The initial motivation is providing fast, inline paths for memset and
memcpy with a dynamic size when that size happens to be small. Because
LLVM is *very* good at forming memset and memcpy out of raw loops and
many other constructs, it is especially important that these remain fast
even when used in circumstances where the library function call overhead
is unacceptably large.
The first attempt at addressing this was D35750, but that proved to only
exacerbate the issue rather than fixing it.
It turns out, at least for x86, we can emit a very minimal loop behind
a dynamic test on the size and dramatically improve the performance of
sizes that happen to be small.
To make all of this work *well* requires a lot of careful logic:
- We need to analyze and discover scaling of the size fed to memset and memcpy.

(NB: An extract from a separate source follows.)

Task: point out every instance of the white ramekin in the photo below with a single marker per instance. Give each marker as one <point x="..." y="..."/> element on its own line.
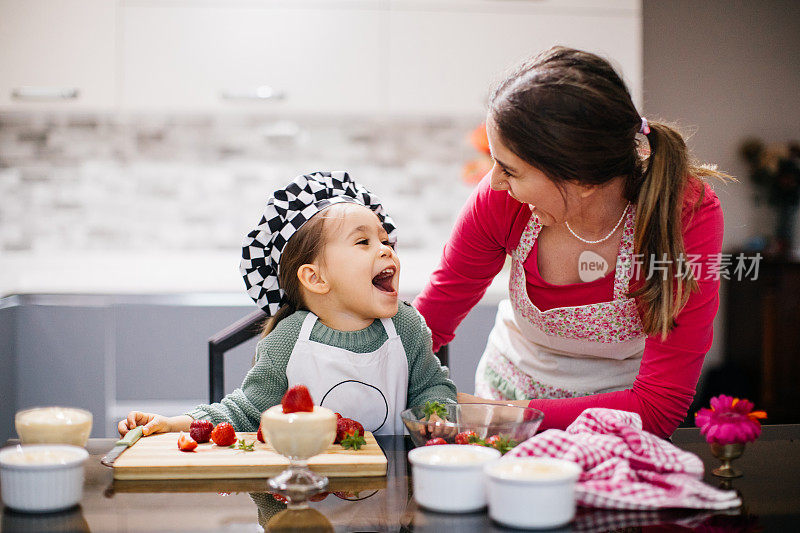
<point x="520" y="498"/>
<point x="450" y="488"/>
<point x="42" y="487"/>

- We can't widen past the alignment.
- We need to emit any loop with *exactly* the right IR to get efficient lowering from the backend.

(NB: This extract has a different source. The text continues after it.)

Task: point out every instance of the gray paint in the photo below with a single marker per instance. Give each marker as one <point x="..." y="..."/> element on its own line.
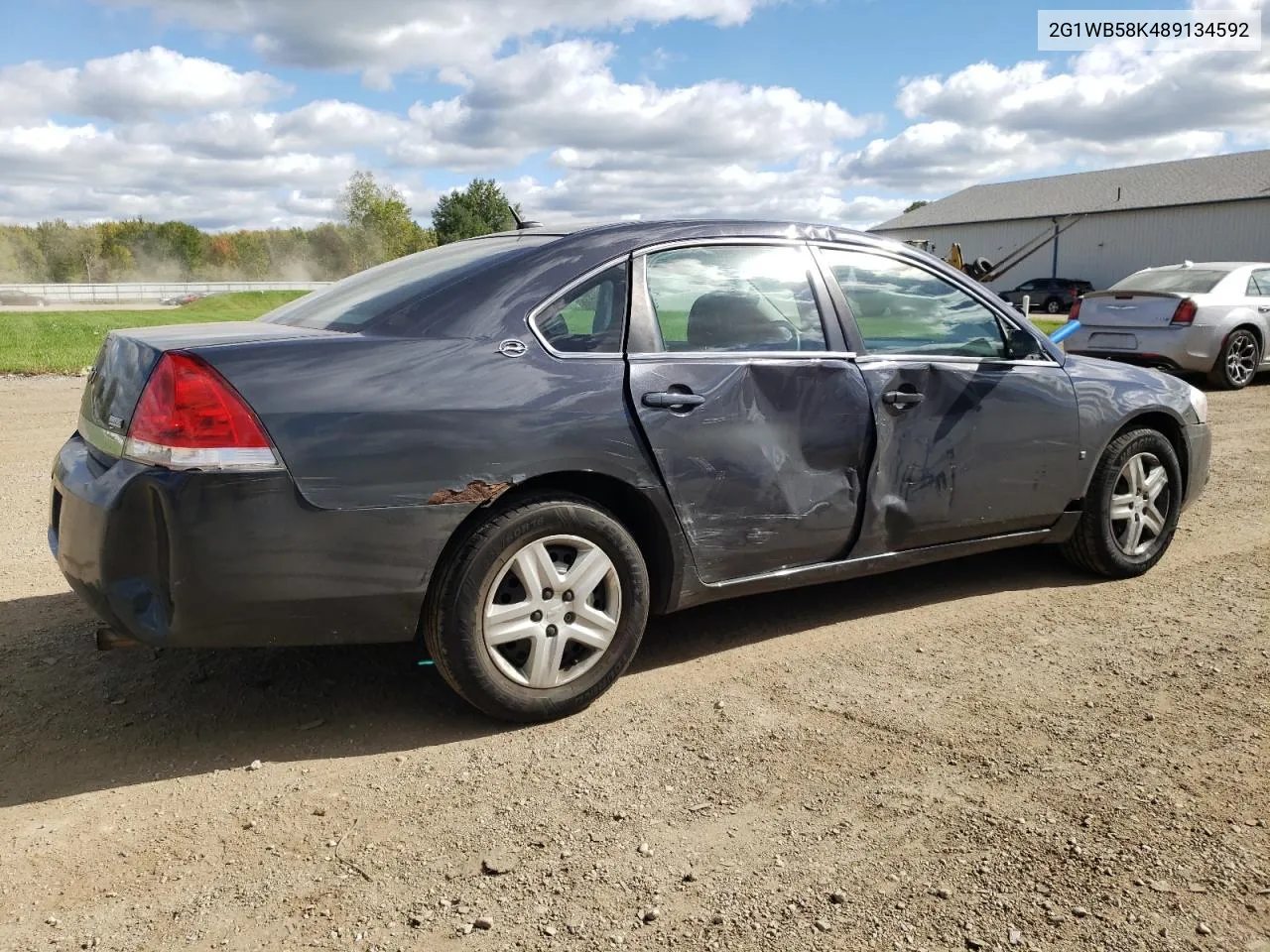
<point x="793" y="470"/>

- It needs to run quite late to not be perturbed by other passes that try to "optimize" the loop.
- We need to avoid this in optsize and minsize functions.
- We need to generate checks for zero-length operations before the loop. This ends up being an even faster path.
- But we need to not generate *redundant* checks which means adding a mini predicate analysis just to find existing zero checks. It turns out these are incredibly common because so many of these routines are created out of loops which we have already extracted just such a predicate from.
There is still more we should do here such as:
- Don't emit these for cold libcalls.
- Use value profile data (if available) to bias at least the branch weights and potentially the actual sizes.
However, for at least a few benchmarks here that end up hitting this very hard,
I'm seeing between 20% and 50% improvements already. Naturally, I'll be
gathering more data both on performance impact and code size impact, but
I wanted to go ahead and get this out for review.
nit: I find OpByteSize not intuitive. Perhaps DataByteWidth?